Both Smith and Cook stressed the crowds were orderly during the big morning rush and there were no problems at either store.

Safety was a concern after a Walmart employee was trampled to death in Long Island, N.Y., last year.

Cook said the store organized the sale items and customer lines a little differently this year and that helped prevent any problems.

Smith said about a half dozen Jacksonville police officers were on hand during the rush to help with crowd control. “It all went well,” he said.

Cindy Carter at Chambers Drug, a mainstay in downtown Jacksonville, said the crowd was bigger than normal. “It’s been great.

We had a big burst when we opened at nine and then it cleared out some but has been crazy since 10 this morning.” Carter said the store’s offer of free gift-wrap has really helped.

Ralph Wilkin at Whit Davis Lumber in Jacksonville was also pleased. “It started out slow as everyone was at the Walmarts and Best Buys, but has really picked up this afternoon. For the economy, it has turned out pretty good. Much better than last year,” Wilkin said.

A manager at Big Lots in Jacksonville said business “has been super. Everything is rolling good.”

At the Cabot Kmart, things were apparently going so well that the receptionist said, “We are too busy to talk to the newspaper.

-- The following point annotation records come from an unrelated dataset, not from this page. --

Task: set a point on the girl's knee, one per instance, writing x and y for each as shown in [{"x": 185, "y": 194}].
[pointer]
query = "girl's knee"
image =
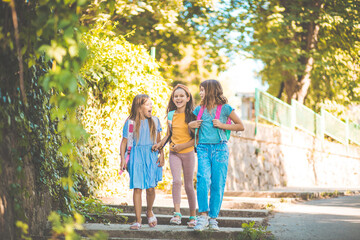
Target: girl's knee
[
  {"x": 189, "y": 188},
  {"x": 137, "y": 191},
  {"x": 150, "y": 191},
  {"x": 177, "y": 182}
]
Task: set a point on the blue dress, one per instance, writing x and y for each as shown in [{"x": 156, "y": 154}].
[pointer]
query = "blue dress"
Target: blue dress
[{"x": 143, "y": 170}]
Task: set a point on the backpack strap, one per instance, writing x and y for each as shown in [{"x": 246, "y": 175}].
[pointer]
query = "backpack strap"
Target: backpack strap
[
  {"x": 202, "y": 109},
  {"x": 228, "y": 121},
  {"x": 198, "y": 117},
  {"x": 130, "y": 141},
  {"x": 170, "y": 118},
  {"x": 218, "y": 111}
]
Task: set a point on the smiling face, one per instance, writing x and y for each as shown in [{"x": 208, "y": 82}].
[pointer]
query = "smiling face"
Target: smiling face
[
  {"x": 202, "y": 92},
  {"x": 146, "y": 108},
  {"x": 180, "y": 98}
]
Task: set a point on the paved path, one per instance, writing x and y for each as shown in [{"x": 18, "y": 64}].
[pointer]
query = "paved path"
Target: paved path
[{"x": 330, "y": 219}]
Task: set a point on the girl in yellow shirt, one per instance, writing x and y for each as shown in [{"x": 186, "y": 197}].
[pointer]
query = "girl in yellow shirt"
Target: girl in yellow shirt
[{"x": 180, "y": 113}]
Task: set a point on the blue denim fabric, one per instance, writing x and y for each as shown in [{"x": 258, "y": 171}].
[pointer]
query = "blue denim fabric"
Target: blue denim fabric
[
  {"x": 212, "y": 170},
  {"x": 207, "y": 132}
]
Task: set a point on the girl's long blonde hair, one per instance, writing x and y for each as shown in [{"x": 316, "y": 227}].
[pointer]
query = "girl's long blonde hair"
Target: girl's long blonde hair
[
  {"x": 189, "y": 108},
  {"x": 135, "y": 115},
  {"x": 214, "y": 94}
]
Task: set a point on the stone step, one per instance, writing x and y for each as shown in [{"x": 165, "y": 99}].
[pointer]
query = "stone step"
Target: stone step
[
  {"x": 186, "y": 211},
  {"x": 232, "y": 222},
  {"x": 122, "y": 231}
]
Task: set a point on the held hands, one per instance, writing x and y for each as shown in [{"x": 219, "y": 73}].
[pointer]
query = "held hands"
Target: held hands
[
  {"x": 123, "y": 165},
  {"x": 160, "y": 162},
  {"x": 176, "y": 147},
  {"x": 156, "y": 147},
  {"x": 195, "y": 124}
]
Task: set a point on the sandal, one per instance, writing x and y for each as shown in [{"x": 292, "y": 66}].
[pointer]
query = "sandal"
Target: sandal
[
  {"x": 192, "y": 222},
  {"x": 135, "y": 226},
  {"x": 152, "y": 221},
  {"x": 176, "y": 219}
]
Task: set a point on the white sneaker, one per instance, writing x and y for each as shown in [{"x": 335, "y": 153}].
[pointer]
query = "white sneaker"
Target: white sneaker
[
  {"x": 213, "y": 224},
  {"x": 202, "y": 222}
]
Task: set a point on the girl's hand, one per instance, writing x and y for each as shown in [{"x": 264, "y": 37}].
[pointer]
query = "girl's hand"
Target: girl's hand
[
  {"x": 217, "y": 123},
  {"x": 176, "y": 148},
  {"x": 156, "y": 147},
  {"x": 123, "y": 165},
  {"x": 195, "y": 124},
  {"x": 160, "y": 162}
]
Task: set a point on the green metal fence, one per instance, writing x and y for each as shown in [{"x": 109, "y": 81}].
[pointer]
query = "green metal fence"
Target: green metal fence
[
  {"x": 299, "y": 116},
  {"x": 272, "y": 109},
  {"x": 354, "y": 132}
]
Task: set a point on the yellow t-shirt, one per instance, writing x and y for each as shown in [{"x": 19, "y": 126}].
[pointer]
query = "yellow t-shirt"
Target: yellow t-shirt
[{"x": 180, "y": 131}]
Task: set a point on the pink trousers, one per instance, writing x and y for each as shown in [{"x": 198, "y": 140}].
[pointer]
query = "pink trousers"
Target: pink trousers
[{"x": 186, "y": 162}]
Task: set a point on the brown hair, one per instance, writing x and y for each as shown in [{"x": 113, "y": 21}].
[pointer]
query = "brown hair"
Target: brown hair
[
  {"x": 135, "y": 115},
  {"x": 213, "y": 94},
  {"x": 189, "y": 108}
]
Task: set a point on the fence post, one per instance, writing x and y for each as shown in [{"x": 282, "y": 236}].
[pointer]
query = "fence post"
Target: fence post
[
  {"x": 322, "y": 126},
  {"x": 293, "y": 114},
  {"x": 257, "y": 105},
  {"x": 152, "y": 51},
  {"x": 293, "y": 119},
  {"x": 347, "y": 134}
]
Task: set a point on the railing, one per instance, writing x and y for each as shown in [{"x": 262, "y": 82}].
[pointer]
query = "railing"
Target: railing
[{"x": 299, "y": 116}]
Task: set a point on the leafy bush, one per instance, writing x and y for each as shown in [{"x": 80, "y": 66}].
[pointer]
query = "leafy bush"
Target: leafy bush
[
  {"x": 115, "y": 72},
  {"x": 252, "y": 233}
]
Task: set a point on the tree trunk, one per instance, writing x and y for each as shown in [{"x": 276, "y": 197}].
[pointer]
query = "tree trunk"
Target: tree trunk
[{"x": 298, "y": 86}]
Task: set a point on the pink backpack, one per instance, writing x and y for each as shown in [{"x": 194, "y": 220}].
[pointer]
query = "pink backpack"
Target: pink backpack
[{"x": 217, "y": 116}]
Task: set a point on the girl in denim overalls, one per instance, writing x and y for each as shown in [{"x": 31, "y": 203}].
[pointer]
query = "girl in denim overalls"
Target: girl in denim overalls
[{"x": 212, "y": 152}]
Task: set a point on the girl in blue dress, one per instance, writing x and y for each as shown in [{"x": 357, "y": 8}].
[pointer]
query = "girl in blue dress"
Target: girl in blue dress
[
  {"x": 144, "y": 165},
  {"x": 212, "y": 151}
]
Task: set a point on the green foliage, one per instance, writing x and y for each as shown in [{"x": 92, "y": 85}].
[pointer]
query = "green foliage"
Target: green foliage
[
  {"x": 305, "y": 44},
  {"x": 192, "y": 38},
  {"x": 24, "y": 230},
  {"x": 252, "y": 233},
  {"x": 115, "y": 72},
  {"x": 66, "y": 226},
  {"x": 93, "y": 210},
  {"x": 45, "y": 127}
]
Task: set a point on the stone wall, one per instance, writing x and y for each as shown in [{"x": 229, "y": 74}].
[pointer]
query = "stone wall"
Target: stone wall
[
  {"x": 279, "y": 157},
  {"x": 22, "y": 197}
]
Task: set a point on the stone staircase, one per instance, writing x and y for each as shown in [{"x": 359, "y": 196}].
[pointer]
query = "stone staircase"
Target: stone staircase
[{"x": 230, "y": 221}]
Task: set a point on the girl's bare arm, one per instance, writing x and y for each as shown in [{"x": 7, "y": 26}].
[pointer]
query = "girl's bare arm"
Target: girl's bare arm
[
  {"x": 160, "y": 162},
  {"x": 237, "y": 126},
  {"x": 160, "y": 143},
  {"x": 181, "y": 146},
  {"x": 122, "y": 152}
]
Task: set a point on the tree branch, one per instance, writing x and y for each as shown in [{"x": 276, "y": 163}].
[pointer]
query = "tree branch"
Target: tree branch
[{"x": 18, "y": 48}]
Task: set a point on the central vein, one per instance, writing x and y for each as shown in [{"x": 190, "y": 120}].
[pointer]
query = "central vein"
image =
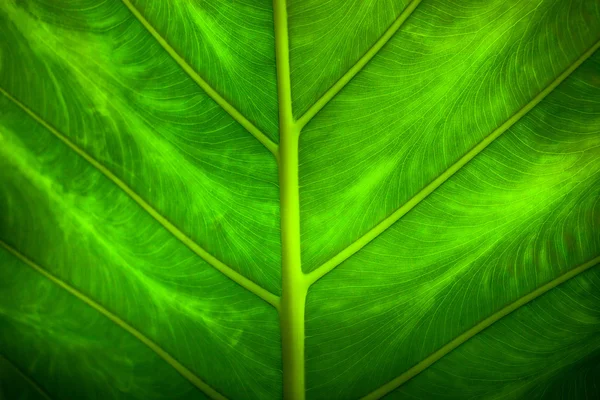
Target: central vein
[{"x": 293, "y": 287}]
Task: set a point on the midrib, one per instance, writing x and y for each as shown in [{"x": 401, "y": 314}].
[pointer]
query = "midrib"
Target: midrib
[{"x": 293, "y": 283}]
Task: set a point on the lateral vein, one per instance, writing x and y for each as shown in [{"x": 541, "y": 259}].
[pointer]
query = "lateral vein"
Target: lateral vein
[
  {"x": 228, "y": 107},
  {"x": 437, "y": 355},
  {"x": 209, "y": 258},
  {"x": 358, "y": 66},
  {"x": 27, "y": 378},
  {"x": 186, "y": 373},
  {"x": 437, "y": 182}
]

Call back in a couple of days.”

Curtis Green at Fred’s in Jacksonville said it’s been a good day. “We’ve had decent traffic and everything has gone smoothly.”

Green said the store has sold a lot of toys and DVD players.

At the local Sears, the manager said customers scarfed up a lot of appliances. “It’s been a really good day,” he said.

Ginger Lassiter, owner of the Ginger Tree in Sherwood, said everything was going fine. “We’ve been busy most of the day. It’s been very steady,” she said.

Sherwood and Jacksonville police said that that except for some traffic jams near the stores, the day was quiet for them.

Black Friday gets its name because it traditionally was the day when huge crowds would push stores into “the black,” or profitability. But the weekend doesn’t necessarily predict spending for the rest of the season, which accounts for as much as 40 percent of annual sales and profits for many stores.

Retailers closely study buying patterns for the Thanksgiving weekend to gauge shoppers’ mindsets — what kinds of items they’re buying and what deals are luring them in to stores.